In Memoriam
As the year comes to an end, we'd like to honor a few of the authors we lost in 2014.
Former U.S. poet laureate Mark Strand, "whose spare, deceptively simple investigations of rootlessness, alienation and the ineffable strangeness of life made him one of America's most hauntingly meditative poets." He was named poet laureate in 1990 and won the Pulitzer Prize for Poetry in 1999 for Blizzard of One.
Novelist Kent Haruf, who wrote quiet, moving novels that take place in the fictional town of Holt, Colo. His novel Plainsong (1999) was a finalist for the National Book Award, and his most recent book, Benediction (2013), was on the shortlist for this year's Folio Prize.

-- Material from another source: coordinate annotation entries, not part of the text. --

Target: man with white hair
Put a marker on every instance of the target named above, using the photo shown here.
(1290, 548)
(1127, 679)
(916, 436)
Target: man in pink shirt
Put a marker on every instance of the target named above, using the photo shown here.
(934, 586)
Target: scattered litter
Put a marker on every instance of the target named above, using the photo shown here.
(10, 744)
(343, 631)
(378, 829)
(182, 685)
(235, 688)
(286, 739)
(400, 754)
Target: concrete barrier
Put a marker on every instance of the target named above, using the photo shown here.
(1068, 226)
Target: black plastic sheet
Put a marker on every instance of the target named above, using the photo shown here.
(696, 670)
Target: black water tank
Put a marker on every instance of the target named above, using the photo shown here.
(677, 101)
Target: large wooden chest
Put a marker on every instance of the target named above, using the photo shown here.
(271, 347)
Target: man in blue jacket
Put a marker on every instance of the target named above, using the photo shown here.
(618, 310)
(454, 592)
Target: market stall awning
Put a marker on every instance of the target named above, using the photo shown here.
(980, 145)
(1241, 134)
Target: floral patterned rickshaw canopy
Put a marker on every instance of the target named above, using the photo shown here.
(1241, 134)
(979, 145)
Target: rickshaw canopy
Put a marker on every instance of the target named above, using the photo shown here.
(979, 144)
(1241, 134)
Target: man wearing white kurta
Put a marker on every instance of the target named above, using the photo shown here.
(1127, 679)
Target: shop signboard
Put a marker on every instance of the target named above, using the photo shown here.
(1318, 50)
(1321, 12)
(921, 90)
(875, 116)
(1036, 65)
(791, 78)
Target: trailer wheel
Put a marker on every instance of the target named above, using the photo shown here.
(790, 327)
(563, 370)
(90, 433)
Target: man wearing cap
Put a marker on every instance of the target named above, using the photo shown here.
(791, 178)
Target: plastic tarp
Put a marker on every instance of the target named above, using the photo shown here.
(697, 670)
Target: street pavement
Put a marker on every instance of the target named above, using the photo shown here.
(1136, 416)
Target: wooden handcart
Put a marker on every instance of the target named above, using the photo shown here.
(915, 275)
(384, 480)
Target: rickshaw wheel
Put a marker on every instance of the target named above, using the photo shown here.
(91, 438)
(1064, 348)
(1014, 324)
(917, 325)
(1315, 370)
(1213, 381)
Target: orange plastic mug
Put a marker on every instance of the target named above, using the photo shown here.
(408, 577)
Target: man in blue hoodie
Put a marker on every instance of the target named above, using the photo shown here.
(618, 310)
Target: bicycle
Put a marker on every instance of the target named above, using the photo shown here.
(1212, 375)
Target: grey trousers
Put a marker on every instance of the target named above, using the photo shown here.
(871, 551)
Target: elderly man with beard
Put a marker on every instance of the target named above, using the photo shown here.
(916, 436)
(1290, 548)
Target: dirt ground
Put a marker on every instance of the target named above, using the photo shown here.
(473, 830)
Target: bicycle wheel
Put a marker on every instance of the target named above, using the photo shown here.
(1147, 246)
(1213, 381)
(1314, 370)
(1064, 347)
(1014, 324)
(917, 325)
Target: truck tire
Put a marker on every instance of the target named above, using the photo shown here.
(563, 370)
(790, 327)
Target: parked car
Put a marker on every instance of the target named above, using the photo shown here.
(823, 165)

Zilpha Keatley Snyder, who wrote nearly 50 books, including The Egypt Game (1967). The New York Times described her as having "mined memories of little demons at the foot of her childhood bed to spin tales of wonder, mystery and suspense that beguiled two generations of children and young adults."
Pulitzer Prize-winning biographer and political scientist James MacGregor Burns, "who wrote voluminously about the nature of leadership in general and the presidency in particular." He wrote more than 20 books, including Roosevelt: The Soldier of Freedom (1970), which won both the Pulitzer and the National Book Award.
Myers |
Walter Dean Myers, beloved and deeply respected children's book author. In a career spanning over 45 years, he wrote more than 100 books, including two Newbery Honor books, three National Book Award finalists and six Coretta Scott King Award/Honor-winning books.
Memoirist and poet Maya Angelou, "whose landmark book of 1969, I Know Why the Caged Bird Sings--a lyrical, unsparing account of her childhood in the Jim Crow South--was among the first autobiographies by a 20th-century black woman to reach a wide general readership."
P.D. James, the beloved mystery author and creator of Commander Adam Dalgliesh and Cordelia Gray, who famously said, "When I first heard that Humpty Dumpty fell off the wall, I immediately wondered: Did he fall--or was he pushed?"